The importance of domestic savings and strong domestic consumption in the development of nations in modern era cannot be taken for granted. Over the years nations in Africa have suffer from lack of domestic savings; and international capital mobility into Africa is not significant to offset the lack of domestic savings. According to Keynesian theory, there is presumed equality of saving and investment. Thus, where nation’s saving is lower than investment as is the case in Africa, foreign investment and debts sometimes fill the gap. This has been going on for decades since African countries experiences serious shortfalls due to falls in export revenues. Notable works such as Feldstein and Horioka (1980) has demonstrated that saving and investment rates are strongly correlated. Other works such as that of Baxter and Crucini (1993) and Irandoust (2019) pointed to the same conclusion.

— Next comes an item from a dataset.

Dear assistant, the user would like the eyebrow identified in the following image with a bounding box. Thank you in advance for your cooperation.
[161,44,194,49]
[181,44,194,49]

Liquidity problems and less than competitive insurance markets are some of the prominent features of financial markets in Sub-Saharan Africa (Aryeetey andUdry, 2000). The importance of saving to economic growth and development of nations has been emphasized by Solow growth model and by other scholars such as Hanson (1978). Saving reduces the demands for consumer goods, thus freeing resources for the production of capital goods. Modern governments use taxation to force people into saving in the situation where saving fall short of investment. The performance and subsequent crisis of 1997 in the East Asian economies put to rest the belief that developing countries are madly in need of capital from developed countries to achieve development. Instead of capital to move from developed to developing countries it was reverse of the case for these Asian economies as they become important sources of capital for developed economies. According to Flassbeck (2008), the fact that capital is moving “uphill”, from poor to rich nations, contradicts conventional neoclassical economic theory. He noted that this might have contradicted a very long accepted economic theory, seeing developing countries that export surplus capital growing faster and having higher investment ratio than their peer developing countries who receive net capital inflows’.

Key Terms in this Chapter

Financial Development: Financial development is the development of financial institutions, financial markets, and financial instruments. It involves funding of entrepreneurial activity and innovations.

Inequality: Inequality in economics means unequal (unjust) distribution of resources and opportunities among members of a given society.

Consumption: Consumption is the act of using resources to satisfy current needs and wants whether by individual or group. Consumption in economics is frequently associated with the use of goods and services by households. Consumption is distinct from consumption expenditure, which is the purchase of goods.

Poverty: Poverty is the inability of individual or household to meet basic needs including food, clothing, and shelter. Absolute poverty measures poverty as those earning less than $1.90 a day.

Panel Data: Panel data is a type of data that contains observations about different cross sections across time.

Africa: Africa comprises all the countries in the African continent.

Saving: Saving is the opposite of consumption; it is the amount of money kept for future consumption. Hence, saving is income not spent.

Government Expenditure: Government expenditure means money spent by public sector on acquisition of goods and provision of services. It includes all government consumption, investment, and transfer payments.